Passionately considered by its founders as “the biggest breakthrough in propulsion technology since the jet engine”, a still in development reusable engine, which would allow commercial aircraft to travel at incredible speeds both in the atmosphere and sub-orbital space, promises to revolutionize the way we fly. A trip from London to Sydney could be made in under four hours for instance, plus it wouldn’t be more expensive than a first class ticket on a typical airline today.
Called Synergistic Air-Breathing Rocket Engine, or SABRE, the forefront engine intends to mix conventional in-atmosphere flight and space travel. Its secret – one of its many that is, since its founding company Reaction Engines is keeping everything behind closed doors – lies in the way it treats cooling. Conventional jet engines can’t travel at extreme altitudes and high power because of overheating. SABRE solves this by employing an innovative cooling technology that allows it to cool air entering an engine from 1,000C to -150C in a hundredth of a second, without creating ice shreds.
Moreover SABRE would have two modes of propulsion: in-atmosphere and suborbital. In the air, SABRE would power the 84m-long aircraft called Skylon to fly to an altitude of 15.5 miles (25km) at around five times the speed of sound, more than 2,000 miles per hour. At this altitude, roughly a fifth of the distance to space, the engine could switch to rocket booster mode allowing it to gain the necessary mileage and speed to reach sub-orbital space.
“If you wanted to go to Australia, or anywhere else in the antipodal world in four hours or so, then that would be the best way to go and you would pay [the cost of] a first class or business class flight,” said Alan Bond leader of the research team at Reaction Engines.

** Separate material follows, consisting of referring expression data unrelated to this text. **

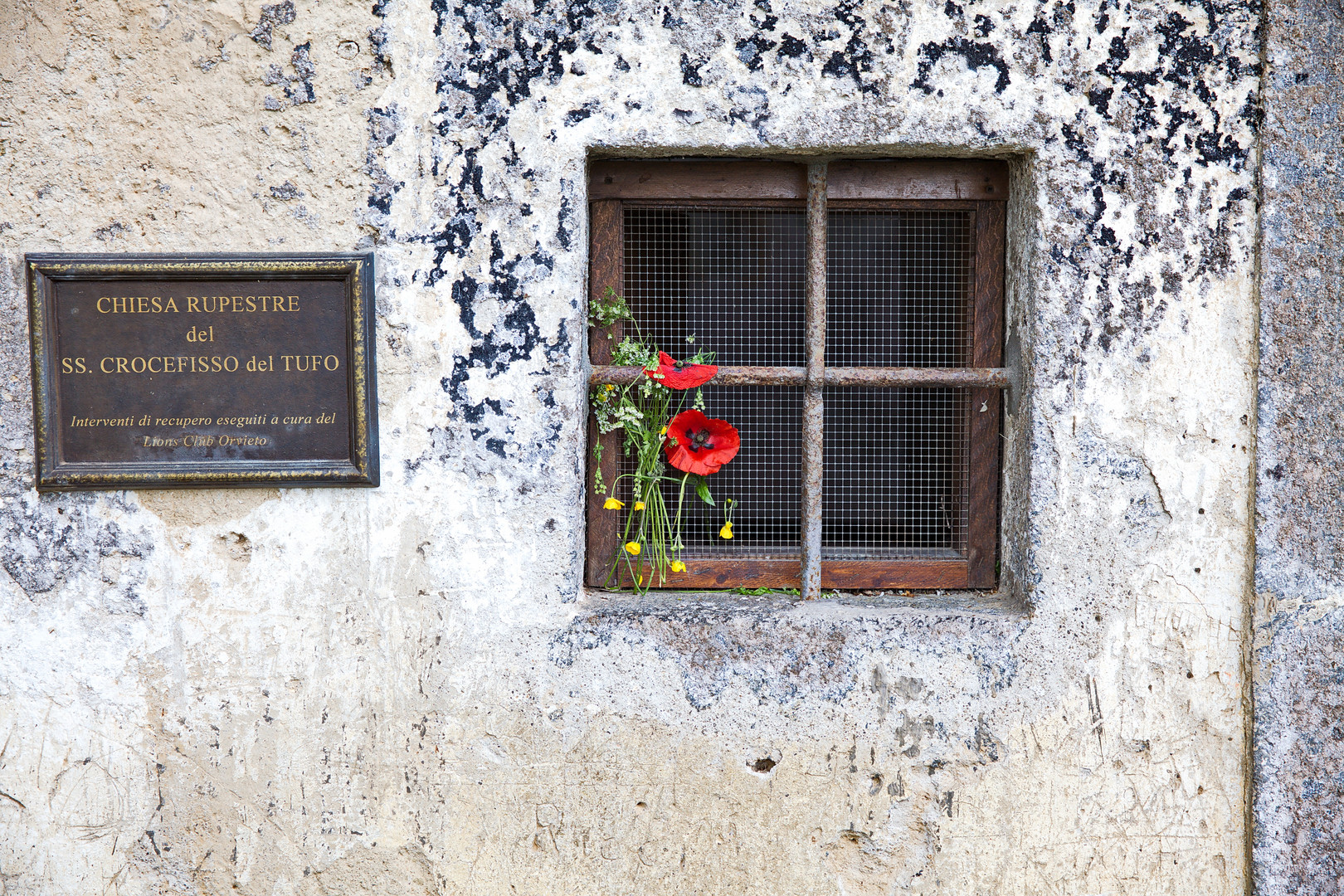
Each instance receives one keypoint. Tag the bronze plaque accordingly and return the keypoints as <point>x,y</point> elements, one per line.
<point>207,371</point>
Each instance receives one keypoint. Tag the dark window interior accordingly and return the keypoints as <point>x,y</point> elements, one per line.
<point>899,293</point>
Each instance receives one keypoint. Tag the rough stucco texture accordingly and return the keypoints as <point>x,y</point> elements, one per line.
<point>1300,496</point>
<point>407,691</point>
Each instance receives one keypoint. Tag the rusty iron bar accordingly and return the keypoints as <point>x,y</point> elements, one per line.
<point>869,377</point>
<point>815,353</point>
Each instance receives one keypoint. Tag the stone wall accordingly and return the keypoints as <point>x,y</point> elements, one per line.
<point>407,691</point>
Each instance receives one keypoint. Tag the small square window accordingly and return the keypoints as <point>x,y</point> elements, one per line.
<point>867,394</point>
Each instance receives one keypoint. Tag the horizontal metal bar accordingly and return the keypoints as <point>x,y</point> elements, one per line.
<point>873,377</point>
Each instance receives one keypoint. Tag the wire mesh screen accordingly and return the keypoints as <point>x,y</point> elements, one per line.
<point>732,278</point>
<point>895,473</point>
<point>899,295</point>
<point>898,288</point>
<point>765,480</point>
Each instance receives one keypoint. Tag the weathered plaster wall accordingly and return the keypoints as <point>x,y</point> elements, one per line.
<point>1300,494</point>
<point>405,691</point>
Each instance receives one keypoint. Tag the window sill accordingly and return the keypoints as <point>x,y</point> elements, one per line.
<point>984,603</point>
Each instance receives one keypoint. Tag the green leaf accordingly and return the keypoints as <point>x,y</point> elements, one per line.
<point>702,488</point>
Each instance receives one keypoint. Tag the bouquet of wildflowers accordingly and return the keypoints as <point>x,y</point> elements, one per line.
<point>659,433</point>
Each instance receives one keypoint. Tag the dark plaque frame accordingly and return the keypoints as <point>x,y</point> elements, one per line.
<point>54,473</point>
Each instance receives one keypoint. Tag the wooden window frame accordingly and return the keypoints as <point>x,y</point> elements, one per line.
<point>980,187</point>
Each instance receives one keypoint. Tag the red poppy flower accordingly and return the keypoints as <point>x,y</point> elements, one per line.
<point>700,445</point>
<point>675,373</point>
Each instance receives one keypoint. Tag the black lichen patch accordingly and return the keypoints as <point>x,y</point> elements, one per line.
<point>280,14</point>
<point>752,50</point>
<point>691,71</point>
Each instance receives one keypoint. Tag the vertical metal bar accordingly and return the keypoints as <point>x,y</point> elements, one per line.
<point>813,411</point>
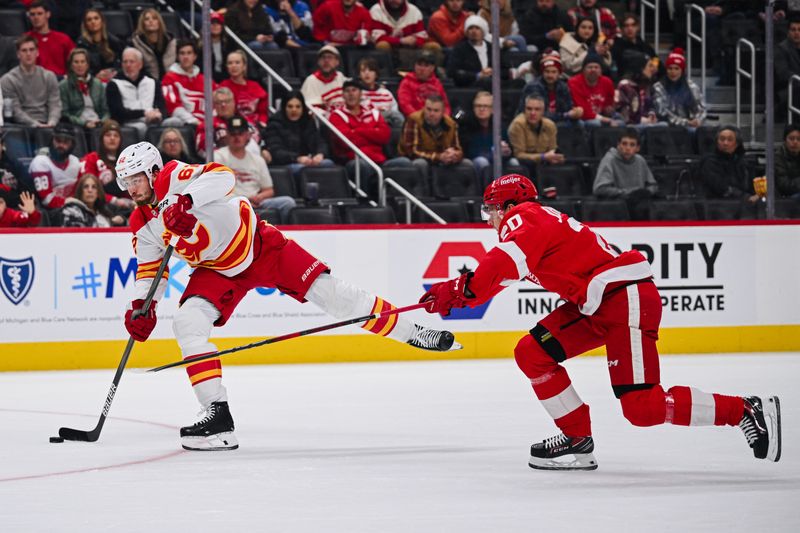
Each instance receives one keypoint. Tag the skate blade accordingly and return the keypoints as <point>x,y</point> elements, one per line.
<point>772,414</point>
<point>581,461</point>
<point>212,443</point>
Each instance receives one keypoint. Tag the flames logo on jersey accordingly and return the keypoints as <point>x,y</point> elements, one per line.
<point>450,260</point>
<point>191,248</point>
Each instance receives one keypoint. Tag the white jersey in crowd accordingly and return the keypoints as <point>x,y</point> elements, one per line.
<point>221,240</point>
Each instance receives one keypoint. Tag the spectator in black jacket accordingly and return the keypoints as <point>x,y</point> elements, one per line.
<point>629,48</point>
<point>787,64</point>
<point>787,163</point>
<point>554,91</point>
<point>544,24</point>
<point>292,136</point>
<point>469,62</point>
<point>725,173</point>
<point>248,20</point>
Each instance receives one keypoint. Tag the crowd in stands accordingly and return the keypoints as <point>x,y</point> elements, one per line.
<point>589,109</point>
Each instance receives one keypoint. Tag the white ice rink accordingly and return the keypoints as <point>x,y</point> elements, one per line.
<point>387,447</point>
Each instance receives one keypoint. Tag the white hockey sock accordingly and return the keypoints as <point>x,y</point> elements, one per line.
<point>192,326</point>
<point>343,300</point>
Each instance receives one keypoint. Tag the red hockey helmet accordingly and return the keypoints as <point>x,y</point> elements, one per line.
<point>511,188</point>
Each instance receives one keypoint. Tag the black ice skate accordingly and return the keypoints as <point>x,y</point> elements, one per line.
<point>433,339</point>
<point>213,432</point>
<point>761,424</point>
<point>576,453</point>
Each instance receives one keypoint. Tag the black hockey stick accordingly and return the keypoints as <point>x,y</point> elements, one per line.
<point>93,435</point>
<point>293,335</point>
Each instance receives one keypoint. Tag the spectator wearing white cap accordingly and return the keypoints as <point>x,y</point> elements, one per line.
<point>323,88</point>
<point>469,63</point>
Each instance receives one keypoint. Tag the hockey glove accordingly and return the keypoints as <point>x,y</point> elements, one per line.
<point>446,295</point>
<point>141,326</point>
<point>177,218</point>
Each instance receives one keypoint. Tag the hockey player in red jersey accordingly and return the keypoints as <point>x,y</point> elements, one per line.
<point>232,252</point>
<point>611,300</point>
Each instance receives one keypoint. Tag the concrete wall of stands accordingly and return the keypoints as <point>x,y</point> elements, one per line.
<point>725,288</point>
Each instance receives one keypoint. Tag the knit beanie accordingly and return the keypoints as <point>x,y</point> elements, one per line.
<point>677,57</point>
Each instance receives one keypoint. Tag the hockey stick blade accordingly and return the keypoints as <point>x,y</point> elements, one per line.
<point>93,435</point>
<point>288,336</point>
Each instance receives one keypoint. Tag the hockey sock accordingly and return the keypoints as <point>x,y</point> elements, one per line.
<point>554,389</point>
<point>343,300</point>
<point>192,325</point>
<point>687,406</point>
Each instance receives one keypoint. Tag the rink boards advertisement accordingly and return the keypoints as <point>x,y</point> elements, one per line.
<point>724,288</point>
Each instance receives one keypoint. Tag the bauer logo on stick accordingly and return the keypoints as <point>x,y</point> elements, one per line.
<point>16,278</point>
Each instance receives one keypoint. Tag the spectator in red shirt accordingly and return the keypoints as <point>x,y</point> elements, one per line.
<point>416,86</point>
<point>364,127</point>
<point>54,46</point>
<point>594,93</point>
<point>446,25</point>
<point>342,22</point>
<point>250,96</point>
<point>26,217</point>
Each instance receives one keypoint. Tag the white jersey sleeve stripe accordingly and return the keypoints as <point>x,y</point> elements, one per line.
<point>512,250</point>
<point>596,287</point>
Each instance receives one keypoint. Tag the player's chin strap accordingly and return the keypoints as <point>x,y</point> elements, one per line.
<point>288,336</point>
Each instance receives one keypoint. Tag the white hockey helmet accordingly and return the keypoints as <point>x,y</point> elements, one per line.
<point>136,158</point>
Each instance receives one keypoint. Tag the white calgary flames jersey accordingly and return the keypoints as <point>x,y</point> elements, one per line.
<point>221,240</point>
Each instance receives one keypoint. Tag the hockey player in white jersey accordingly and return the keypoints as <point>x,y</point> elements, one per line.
<point>232,252</point>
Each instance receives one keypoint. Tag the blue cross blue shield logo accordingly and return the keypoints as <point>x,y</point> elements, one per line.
<point>16,278</point>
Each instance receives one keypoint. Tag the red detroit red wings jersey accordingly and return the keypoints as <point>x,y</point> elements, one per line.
<point>557,252</point>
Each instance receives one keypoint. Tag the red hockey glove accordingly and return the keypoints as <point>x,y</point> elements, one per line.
<point>141,326</point>
<point>446,295</point>
<point>177,219</point>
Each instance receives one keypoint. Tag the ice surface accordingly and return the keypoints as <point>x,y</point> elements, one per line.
<point>387,447</point>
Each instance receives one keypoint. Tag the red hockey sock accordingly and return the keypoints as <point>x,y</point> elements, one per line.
<point>687,406</point>
<point>554,389</point>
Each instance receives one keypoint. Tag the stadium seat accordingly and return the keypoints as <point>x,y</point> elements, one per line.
<point>667,142</point>
<point>118,23</point>
<point>305,62</point>
<point>131,136</point>
<point>454,181</point>
<point>278,60</point>
<point>451,212</point>
<point>153,135</point>
<point>42,136</point>
<point>384,59</point>
<point>573,144</point>
<point>674,181</point>
<point>673,210</point>
<point>407,177</point>
<point>604,210</point>
<point>331,182</point>
<point>787,208</point>
<point>369,215</point>
<point>13,22</point>
<point>314,215</point>
<point>567,179</point>
<point>16,141</point>
<point>461,98</point>
<point>706,139</point>
<point>722,209</point>
<point>283,181</point>
<point>605,138</point>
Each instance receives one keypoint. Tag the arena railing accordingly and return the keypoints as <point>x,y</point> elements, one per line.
<point>750,75</point>
<point>691,36</point>
<point>356,186</point>
<point>656,7</point>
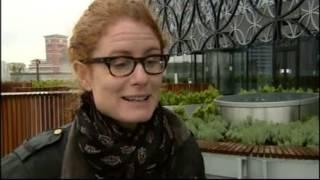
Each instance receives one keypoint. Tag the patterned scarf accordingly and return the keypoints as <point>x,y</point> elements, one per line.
<point>115,152</point>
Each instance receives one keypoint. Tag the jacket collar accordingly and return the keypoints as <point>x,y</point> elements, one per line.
<point>74,164</point>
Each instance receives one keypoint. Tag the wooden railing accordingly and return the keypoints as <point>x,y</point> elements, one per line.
<point>25,114</point>
<point>286,152</point>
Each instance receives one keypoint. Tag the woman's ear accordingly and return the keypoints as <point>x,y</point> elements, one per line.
<point>82,72</point>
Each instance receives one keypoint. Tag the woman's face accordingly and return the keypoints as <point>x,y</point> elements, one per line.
<point>132,98</point>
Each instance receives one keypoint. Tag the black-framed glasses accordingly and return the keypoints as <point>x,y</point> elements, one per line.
<point>120,66</point>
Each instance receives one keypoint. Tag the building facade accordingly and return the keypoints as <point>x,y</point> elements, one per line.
<point>242,43</point>
<point>56,56</point>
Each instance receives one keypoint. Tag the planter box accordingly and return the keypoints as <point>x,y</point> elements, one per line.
<point>189,108</point>
<point>240,161</point>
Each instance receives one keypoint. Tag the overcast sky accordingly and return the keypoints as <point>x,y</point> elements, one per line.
<point>24,23</point>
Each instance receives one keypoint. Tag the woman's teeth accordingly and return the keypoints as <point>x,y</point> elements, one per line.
<point>136,98</point>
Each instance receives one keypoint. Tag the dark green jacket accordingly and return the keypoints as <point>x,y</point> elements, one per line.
<point>53,154</point>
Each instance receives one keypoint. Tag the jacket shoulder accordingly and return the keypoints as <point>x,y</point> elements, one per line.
<point>33,154</point>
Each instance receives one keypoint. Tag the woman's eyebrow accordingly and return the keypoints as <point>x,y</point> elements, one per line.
<point>128,53</point>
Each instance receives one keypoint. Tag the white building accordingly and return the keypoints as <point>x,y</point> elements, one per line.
<point>5,74</point>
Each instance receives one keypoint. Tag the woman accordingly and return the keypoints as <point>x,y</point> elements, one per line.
<point>120,129</point>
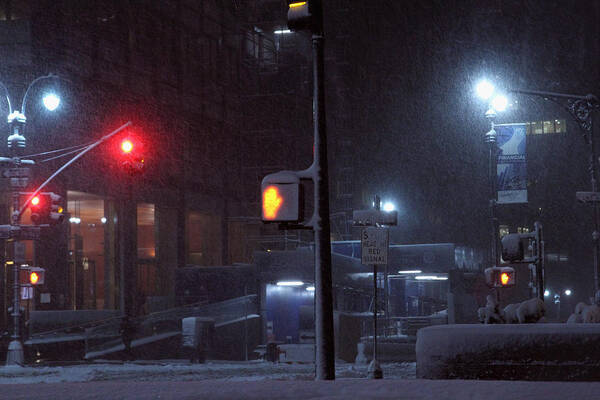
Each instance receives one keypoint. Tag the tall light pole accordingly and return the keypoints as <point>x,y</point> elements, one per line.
<point>16,144</point>
<point>485,90</point>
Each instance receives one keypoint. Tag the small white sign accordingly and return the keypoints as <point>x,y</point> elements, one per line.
<point>374,242</point>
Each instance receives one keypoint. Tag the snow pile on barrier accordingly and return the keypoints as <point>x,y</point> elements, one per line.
<point>524,351</point>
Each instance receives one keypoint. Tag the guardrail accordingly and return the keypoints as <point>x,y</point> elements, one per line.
<point>105,339</point>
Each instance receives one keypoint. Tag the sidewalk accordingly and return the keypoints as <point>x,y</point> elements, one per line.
<point>294,389</point>
<point>177,370</point>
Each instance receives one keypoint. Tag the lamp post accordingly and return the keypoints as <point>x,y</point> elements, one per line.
<point>16,144</point>
<point>485,91</point>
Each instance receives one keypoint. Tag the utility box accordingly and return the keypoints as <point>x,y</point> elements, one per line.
<point>197,337</point>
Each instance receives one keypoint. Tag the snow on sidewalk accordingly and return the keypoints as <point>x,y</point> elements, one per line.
<point>179,371</point>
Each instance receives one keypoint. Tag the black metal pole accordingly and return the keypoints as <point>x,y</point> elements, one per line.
<point>593,165</point>
<point>127,224</point>
<point>491,140</point>
<point>325,351</point>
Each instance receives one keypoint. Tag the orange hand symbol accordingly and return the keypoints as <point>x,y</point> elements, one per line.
<point>271,202</point>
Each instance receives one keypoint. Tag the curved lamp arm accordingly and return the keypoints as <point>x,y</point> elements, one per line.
<point>7,98</point>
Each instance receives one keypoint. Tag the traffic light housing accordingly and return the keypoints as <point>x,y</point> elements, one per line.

This means any destination on Earth could be reached within four hours. Not only this, since the SABRE-power aircraft can reach space in a reusable fashion, the technology could very well revolutionize sub-orbital flight and replace current rockets employed today. It will be interesting to see how private space ventures today, like SpaceX, see SABRE and whether they have their own similar solution.
“This means that we can build a hybrid air-breathing rocket engine. What this is going to permit orbital and high-speed propulsion,” said Tim Hayter, CEO of Reaction Engines.
When in plane mode, SABRE compresses air entering the combustion chamber and uses a novel heat exchanging array in order to cool the extremely hot air, which would otherwise melt the engine. Though details are scarce, from what its been released to the public and we can pick up, the cooling system is comprised of an array of thin pipes, in “swirl” pattern, filled with condensed helium, which extracts heat from the air and cool it to minus 150C before it enters the engine. Typically, this would cause ice shards to form which would damage the engine and rend it inoperable, not to mention a significant hazard. However, according to Reaction Engines, the team has developed a yet disclosed technology that prevents ice formation.
Footage with live tests of the experimental technology can be seen at BBC.
The project is being vouched and funded by the European Space Agency, who recently gave Reaction Engines’ SABRE its seal of approval. Currently, the company is looking for a new round of funding estimated at $400 million over the next three years to build a smaller version of the engine. Officials claim a working version could be released no sooner than ten years from now.
Dr Mark Ford, of the ESA, said: The gateway is now open to move beyond the jet age.”